History and geography
Exploring the deep north
 

Is there a navigable passage through the Arctic?
Starting in the 16th century, seamen kept seeking a sea route that would allow them to reach Asia without having to go around Cape Horn. They hoped to find a North-West Passage across the top of Canada or a North-East Passage to the north of Russia. It was the search for these sea routes that motivated Arctic exploration. And this exploration took a heavy toll of human life: in 1845, the Erebus and the Terror disappeared together with the 134 men under the command of John Franklin. The first to find a way through the NE Passage was the Swede Nordenskjold aboard the Vega in 1878-1879, and the NW Passage was finally opened up by the Norwegian Amundsen in the Gjoa (1903-1906).
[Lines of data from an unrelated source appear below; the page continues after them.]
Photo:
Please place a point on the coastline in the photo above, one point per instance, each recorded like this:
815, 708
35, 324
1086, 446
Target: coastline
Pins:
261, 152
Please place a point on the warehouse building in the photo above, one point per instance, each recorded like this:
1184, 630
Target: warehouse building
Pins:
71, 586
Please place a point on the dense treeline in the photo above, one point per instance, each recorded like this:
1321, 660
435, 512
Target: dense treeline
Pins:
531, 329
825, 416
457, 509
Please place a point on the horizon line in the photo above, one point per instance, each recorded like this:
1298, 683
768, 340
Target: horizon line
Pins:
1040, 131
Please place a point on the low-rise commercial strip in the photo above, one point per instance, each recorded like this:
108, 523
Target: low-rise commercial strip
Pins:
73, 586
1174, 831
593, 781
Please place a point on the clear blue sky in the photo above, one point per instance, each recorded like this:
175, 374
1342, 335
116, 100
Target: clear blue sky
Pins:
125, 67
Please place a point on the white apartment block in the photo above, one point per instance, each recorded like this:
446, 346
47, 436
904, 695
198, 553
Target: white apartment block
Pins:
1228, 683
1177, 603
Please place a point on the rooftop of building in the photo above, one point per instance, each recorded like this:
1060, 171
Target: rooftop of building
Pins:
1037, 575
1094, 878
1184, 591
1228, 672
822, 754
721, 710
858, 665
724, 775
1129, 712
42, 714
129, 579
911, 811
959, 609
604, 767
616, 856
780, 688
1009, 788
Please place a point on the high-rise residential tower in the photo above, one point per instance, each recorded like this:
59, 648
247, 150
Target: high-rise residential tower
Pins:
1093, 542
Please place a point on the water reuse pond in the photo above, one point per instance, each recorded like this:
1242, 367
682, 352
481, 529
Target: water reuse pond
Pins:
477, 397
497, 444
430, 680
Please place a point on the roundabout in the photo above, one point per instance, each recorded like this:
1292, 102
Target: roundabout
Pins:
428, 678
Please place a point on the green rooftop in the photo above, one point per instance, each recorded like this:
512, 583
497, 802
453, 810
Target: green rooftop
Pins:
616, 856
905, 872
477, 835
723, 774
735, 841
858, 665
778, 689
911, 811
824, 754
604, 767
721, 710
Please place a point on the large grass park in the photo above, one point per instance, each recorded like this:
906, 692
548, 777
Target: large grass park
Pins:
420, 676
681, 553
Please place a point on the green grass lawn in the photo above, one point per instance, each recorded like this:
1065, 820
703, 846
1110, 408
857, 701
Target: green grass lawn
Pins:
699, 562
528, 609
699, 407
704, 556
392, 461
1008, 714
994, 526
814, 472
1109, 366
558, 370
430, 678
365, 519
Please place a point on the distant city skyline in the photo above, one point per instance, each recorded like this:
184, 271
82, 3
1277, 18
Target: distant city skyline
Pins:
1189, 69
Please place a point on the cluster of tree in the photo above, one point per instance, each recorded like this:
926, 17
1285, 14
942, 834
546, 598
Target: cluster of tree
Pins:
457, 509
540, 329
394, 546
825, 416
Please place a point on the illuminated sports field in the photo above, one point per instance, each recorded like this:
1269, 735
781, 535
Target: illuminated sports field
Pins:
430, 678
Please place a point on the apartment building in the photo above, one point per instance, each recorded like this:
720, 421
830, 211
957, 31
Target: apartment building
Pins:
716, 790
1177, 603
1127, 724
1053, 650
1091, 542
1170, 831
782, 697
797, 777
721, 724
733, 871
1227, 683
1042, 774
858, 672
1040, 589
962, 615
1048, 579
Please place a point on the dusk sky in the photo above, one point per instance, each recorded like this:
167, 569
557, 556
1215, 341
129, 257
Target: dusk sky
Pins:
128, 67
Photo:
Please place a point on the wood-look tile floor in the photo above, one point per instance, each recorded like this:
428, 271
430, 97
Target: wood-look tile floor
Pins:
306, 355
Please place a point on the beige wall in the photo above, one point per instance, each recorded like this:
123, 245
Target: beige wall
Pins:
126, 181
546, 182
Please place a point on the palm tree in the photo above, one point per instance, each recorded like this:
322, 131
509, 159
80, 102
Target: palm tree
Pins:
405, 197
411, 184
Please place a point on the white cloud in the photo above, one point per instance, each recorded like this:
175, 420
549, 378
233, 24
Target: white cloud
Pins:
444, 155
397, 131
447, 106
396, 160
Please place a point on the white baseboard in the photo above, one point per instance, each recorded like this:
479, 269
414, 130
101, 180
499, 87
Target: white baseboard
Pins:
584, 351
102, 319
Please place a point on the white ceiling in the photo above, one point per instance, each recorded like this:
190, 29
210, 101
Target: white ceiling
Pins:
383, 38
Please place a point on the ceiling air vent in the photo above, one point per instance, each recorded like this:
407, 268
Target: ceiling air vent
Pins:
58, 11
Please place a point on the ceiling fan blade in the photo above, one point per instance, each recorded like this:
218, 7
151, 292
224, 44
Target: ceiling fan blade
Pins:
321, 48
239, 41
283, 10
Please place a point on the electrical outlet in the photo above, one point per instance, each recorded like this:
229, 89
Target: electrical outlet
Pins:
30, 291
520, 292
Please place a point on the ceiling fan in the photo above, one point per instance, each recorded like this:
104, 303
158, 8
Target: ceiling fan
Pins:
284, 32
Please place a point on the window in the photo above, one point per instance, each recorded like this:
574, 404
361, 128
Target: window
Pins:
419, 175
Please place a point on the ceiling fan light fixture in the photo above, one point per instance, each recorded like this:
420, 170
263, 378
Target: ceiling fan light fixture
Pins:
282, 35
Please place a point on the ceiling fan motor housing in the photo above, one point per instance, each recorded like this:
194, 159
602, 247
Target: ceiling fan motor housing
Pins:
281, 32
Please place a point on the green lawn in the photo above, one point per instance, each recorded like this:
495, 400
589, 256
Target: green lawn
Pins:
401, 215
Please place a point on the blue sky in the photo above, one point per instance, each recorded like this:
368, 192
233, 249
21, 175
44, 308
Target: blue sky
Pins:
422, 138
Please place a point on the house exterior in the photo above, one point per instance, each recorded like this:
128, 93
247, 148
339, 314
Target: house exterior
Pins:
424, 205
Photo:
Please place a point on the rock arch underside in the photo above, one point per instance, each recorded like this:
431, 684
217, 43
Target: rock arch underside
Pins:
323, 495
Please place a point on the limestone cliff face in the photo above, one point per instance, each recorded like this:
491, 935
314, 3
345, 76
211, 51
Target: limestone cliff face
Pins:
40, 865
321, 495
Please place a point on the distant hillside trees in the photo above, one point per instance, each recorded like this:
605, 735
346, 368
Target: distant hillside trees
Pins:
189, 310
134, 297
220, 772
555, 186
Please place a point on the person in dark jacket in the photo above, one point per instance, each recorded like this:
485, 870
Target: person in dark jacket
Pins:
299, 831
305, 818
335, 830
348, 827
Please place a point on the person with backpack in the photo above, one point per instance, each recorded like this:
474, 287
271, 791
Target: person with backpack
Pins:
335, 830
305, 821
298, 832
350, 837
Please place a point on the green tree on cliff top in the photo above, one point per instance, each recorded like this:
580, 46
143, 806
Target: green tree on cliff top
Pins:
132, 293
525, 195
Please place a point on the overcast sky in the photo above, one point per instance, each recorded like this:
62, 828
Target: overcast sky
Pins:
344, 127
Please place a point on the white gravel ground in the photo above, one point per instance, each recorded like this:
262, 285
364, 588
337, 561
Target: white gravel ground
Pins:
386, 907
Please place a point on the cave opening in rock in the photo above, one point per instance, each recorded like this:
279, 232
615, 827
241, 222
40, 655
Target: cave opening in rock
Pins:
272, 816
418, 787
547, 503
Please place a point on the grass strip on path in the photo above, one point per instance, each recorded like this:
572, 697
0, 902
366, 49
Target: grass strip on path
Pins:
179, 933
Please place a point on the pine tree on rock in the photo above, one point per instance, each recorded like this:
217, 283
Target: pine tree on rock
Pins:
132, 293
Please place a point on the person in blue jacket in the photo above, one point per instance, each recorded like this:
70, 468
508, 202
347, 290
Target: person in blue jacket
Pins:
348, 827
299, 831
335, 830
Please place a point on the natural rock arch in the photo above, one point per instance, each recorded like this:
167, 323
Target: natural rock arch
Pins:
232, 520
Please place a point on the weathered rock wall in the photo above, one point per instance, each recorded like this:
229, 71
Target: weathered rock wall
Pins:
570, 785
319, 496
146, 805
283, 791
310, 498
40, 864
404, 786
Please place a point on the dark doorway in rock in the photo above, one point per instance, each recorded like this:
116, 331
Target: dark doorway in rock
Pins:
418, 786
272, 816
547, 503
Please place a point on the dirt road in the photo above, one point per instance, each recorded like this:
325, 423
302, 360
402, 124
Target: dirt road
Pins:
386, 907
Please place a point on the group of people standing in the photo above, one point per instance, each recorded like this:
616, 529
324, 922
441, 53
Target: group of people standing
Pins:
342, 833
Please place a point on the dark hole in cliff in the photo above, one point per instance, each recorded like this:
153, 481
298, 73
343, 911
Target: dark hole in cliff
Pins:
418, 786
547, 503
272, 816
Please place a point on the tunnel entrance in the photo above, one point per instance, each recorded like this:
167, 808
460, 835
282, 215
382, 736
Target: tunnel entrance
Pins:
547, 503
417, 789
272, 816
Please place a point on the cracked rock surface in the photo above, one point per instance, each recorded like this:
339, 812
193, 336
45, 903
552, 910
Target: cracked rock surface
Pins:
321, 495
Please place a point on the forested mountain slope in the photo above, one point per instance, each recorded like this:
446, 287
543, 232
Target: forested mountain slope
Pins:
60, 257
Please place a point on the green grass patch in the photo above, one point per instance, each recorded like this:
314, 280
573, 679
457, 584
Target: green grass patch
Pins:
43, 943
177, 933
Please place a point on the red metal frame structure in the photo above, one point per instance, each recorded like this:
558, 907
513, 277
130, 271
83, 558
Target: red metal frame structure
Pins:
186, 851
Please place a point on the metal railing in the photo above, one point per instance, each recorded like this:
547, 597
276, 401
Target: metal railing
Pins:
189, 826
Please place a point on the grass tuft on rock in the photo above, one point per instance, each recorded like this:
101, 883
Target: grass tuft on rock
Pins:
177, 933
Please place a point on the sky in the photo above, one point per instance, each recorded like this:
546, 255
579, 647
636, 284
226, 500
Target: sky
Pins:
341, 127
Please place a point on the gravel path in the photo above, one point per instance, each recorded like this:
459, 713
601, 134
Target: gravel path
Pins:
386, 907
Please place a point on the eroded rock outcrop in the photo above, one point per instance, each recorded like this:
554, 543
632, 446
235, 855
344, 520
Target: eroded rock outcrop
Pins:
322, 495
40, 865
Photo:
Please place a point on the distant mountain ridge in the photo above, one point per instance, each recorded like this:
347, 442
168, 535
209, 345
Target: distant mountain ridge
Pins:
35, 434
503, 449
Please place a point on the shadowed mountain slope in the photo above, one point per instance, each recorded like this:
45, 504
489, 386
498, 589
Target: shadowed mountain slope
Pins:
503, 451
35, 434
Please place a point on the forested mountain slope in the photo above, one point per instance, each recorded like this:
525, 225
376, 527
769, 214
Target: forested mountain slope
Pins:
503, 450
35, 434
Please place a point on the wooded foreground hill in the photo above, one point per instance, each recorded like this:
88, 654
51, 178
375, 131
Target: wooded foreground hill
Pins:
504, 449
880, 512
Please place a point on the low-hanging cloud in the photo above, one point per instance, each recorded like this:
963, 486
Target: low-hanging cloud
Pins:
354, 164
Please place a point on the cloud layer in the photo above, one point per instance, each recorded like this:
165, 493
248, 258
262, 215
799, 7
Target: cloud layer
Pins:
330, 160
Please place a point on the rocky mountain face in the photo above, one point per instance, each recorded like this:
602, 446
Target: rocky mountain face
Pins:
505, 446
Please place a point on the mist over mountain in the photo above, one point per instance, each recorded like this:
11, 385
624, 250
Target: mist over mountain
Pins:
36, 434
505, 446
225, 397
Discovery of the Arctic Drift Current
In July 1879 an expedition aboard the vessel “La Jeannette” passed through the Bering Strait hoping to reach the North Pole. In June 1881, the vessel was crushed by the ice. Three years later, Eskimos found the wreckage on the south-west coast of Greenland, 5,000 kilometres from where the vessel was wrecked. This was the first indication of the existence of a transpolar current.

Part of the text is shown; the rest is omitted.